Other commonly-used antibiotics are:
- Nitrofurantoin: in a urinary antiseptic against Gram bacteria -. They’re unstable metabolites that break bacterial DNA.
- Mupirocin: This is for topical administration. It prevents the incorporation of isoleucine into cell walls. It’s also associated with healing agents to promote healing.
- Fosfomycin: This inhibits the cell wall. It’s broad-spectrum and is used to treat the elderly with respiratory problems.
- Oxazolidinones: linezolid inhibits protein synthesis by binding to the 50S subunit of ribosomes. It’s used for patients with pneumonia, but you must be careful with heart problems.
Well, when strains are resistant to antibiotics, it basically means that this antibiotic is no longer effective against that bacterium. But how can that happen? There are various mechanisms that these microorganisms develop to defend themselves against the effect of the drug.

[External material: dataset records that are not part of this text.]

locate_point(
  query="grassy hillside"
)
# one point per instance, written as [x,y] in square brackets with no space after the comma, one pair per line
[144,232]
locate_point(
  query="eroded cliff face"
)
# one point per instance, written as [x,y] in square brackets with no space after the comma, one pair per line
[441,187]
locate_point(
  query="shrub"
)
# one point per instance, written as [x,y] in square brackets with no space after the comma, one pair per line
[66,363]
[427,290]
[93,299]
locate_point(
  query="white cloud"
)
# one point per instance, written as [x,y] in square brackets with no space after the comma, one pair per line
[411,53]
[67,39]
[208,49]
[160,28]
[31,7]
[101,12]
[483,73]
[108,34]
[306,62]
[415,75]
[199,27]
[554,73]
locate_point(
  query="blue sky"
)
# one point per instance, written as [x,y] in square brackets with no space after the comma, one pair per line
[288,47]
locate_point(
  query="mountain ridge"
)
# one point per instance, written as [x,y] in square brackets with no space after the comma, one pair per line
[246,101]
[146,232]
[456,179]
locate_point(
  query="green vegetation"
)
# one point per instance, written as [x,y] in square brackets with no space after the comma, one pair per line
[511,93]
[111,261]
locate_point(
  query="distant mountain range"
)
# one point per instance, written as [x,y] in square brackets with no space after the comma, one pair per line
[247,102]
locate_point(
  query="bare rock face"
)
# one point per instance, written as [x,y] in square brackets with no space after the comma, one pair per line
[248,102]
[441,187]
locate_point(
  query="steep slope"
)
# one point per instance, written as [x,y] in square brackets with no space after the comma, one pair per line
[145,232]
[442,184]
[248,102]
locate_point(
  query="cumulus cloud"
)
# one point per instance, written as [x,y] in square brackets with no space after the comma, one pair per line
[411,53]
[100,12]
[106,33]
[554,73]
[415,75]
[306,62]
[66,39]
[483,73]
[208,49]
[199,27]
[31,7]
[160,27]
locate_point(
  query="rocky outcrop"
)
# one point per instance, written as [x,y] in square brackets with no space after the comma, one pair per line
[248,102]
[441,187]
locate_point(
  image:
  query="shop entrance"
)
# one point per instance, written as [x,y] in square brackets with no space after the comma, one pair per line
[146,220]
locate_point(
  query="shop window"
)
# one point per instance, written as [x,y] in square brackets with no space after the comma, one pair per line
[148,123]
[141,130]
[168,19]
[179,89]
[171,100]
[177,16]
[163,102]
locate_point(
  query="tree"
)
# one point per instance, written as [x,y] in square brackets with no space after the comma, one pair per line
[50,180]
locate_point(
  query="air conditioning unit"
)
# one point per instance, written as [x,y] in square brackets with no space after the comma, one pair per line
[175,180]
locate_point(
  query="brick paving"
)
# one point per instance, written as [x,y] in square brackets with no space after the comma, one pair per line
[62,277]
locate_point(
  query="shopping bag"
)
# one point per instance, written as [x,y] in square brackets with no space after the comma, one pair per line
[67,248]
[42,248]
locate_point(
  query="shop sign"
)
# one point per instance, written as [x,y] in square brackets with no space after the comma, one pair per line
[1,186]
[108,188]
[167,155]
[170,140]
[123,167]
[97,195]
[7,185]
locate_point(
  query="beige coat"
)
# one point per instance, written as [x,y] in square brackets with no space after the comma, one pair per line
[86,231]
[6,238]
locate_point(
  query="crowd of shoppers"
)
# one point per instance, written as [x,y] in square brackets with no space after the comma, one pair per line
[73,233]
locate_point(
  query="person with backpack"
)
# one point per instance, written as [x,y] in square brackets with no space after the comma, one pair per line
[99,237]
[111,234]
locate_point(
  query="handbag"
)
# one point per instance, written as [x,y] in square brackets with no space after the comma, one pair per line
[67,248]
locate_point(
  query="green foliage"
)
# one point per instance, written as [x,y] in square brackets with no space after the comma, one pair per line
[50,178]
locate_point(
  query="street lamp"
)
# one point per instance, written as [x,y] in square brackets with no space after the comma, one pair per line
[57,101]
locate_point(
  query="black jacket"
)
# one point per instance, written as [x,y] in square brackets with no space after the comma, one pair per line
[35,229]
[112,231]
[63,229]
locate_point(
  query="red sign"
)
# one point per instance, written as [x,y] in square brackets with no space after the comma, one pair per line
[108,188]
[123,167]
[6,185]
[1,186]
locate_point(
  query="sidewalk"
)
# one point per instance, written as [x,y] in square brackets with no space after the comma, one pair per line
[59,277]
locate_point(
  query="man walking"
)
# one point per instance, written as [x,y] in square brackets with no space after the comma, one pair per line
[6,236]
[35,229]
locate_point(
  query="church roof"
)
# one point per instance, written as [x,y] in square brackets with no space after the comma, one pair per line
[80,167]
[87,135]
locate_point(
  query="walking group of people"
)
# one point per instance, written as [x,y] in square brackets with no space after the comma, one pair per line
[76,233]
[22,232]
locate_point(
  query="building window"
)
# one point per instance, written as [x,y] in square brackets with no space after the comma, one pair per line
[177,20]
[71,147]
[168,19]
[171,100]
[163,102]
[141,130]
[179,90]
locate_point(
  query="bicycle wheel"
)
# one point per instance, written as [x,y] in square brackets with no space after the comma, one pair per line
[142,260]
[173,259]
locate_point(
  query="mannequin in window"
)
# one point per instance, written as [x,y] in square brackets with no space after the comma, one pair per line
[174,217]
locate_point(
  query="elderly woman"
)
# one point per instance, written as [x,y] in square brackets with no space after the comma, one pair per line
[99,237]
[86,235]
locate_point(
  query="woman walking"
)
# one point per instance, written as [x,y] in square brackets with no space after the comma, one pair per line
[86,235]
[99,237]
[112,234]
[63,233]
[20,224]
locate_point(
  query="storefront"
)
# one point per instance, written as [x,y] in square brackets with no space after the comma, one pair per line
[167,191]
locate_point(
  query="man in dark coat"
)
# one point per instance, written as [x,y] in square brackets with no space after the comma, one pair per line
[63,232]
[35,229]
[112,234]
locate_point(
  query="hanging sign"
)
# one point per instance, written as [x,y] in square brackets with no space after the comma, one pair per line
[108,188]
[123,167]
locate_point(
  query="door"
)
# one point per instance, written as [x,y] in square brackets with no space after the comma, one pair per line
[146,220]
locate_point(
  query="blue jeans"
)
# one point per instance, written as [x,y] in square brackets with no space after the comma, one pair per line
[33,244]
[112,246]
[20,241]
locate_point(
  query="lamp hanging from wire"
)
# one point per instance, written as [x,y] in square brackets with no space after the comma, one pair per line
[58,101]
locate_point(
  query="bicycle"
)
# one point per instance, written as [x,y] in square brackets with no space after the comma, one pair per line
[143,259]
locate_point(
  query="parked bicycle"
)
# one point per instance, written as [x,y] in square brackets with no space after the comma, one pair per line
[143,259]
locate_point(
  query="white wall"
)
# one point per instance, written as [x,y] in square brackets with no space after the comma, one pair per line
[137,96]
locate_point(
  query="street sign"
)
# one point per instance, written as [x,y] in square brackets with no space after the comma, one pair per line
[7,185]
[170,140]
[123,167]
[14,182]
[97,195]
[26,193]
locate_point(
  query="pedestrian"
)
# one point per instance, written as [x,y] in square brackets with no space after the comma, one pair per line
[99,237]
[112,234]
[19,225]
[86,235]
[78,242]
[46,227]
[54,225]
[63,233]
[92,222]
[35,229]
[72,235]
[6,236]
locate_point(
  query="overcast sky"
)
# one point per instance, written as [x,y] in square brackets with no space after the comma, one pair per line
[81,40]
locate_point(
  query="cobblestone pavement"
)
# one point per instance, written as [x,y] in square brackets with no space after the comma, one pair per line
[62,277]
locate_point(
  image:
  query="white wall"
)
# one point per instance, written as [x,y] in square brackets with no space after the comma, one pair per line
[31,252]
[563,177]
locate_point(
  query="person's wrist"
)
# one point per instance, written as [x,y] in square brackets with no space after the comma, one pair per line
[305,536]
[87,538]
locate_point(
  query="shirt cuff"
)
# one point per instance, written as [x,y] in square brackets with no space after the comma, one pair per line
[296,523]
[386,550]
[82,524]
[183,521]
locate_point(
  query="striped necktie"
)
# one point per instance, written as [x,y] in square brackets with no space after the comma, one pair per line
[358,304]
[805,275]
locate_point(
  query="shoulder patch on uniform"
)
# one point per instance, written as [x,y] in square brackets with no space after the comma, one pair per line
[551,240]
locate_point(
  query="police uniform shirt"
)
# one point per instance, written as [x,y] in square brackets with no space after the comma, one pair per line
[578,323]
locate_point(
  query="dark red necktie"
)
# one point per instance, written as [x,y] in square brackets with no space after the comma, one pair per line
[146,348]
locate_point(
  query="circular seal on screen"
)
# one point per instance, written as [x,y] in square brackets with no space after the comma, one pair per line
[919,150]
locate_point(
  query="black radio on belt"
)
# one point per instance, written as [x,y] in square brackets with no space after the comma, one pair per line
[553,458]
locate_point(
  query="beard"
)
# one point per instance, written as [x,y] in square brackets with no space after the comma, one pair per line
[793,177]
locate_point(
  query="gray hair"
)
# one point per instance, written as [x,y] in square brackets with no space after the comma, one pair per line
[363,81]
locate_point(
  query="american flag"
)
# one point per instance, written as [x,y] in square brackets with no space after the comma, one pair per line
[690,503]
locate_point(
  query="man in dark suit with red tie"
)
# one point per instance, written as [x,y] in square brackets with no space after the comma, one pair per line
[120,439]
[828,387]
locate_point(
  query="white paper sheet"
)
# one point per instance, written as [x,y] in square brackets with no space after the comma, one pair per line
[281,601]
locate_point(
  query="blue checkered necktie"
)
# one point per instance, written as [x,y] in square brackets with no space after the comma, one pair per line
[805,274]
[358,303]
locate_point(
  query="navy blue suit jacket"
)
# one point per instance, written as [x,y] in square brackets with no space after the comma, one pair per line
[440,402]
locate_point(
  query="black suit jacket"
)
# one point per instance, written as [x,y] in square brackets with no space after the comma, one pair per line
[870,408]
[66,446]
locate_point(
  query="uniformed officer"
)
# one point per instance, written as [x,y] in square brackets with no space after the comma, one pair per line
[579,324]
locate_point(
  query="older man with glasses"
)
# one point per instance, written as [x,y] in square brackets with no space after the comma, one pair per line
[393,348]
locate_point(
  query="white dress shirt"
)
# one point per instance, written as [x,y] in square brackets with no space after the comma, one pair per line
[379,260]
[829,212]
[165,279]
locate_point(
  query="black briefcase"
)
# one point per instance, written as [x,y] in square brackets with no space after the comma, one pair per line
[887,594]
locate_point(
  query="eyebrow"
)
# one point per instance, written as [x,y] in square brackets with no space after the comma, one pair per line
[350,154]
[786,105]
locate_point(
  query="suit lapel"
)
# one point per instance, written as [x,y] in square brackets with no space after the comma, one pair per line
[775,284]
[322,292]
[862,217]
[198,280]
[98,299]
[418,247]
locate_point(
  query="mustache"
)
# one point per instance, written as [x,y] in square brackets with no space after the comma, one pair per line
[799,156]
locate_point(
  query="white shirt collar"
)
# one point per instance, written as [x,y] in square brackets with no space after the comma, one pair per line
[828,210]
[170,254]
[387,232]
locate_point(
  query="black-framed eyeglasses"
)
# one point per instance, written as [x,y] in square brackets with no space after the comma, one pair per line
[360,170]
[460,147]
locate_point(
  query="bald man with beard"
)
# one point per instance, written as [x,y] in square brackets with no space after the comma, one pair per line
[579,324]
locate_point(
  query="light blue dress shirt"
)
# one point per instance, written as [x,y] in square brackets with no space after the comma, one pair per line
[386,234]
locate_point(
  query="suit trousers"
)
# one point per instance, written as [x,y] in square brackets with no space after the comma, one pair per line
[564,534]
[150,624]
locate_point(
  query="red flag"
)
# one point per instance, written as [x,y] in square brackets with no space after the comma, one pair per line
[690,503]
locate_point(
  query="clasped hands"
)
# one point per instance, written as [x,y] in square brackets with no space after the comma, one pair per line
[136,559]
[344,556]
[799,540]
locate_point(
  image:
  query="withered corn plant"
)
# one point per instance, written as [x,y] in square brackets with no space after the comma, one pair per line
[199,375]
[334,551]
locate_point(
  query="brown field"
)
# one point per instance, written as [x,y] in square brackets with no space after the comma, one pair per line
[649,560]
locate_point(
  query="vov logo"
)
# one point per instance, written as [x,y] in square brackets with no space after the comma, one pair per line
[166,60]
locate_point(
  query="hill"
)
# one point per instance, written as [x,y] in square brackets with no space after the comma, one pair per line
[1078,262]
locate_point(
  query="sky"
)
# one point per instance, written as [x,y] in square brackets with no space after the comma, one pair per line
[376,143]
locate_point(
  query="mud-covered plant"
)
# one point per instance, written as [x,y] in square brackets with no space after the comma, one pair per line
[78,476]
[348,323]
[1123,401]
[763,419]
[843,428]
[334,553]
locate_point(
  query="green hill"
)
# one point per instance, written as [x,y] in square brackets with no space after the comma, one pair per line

On the other hand, you may think that if one particular drug is no longer effective against that bacteria, then we can use another and the problem ends. Yes, that is indeed one solution we have today, but the problem is that we often abuse the use of antibiotics, and the bacteria that are being treated with the other antibiotic can also become resistant to that one.
As a result, there are fewer and fewer antibiotics that we have to fight against pathogenic bacteria and we could be left without a cure. The development of new drugs is a complex, long, and very expensive process. For this reason, it’s extremely important not to self-medicate and always follow the doctor’s recommendations.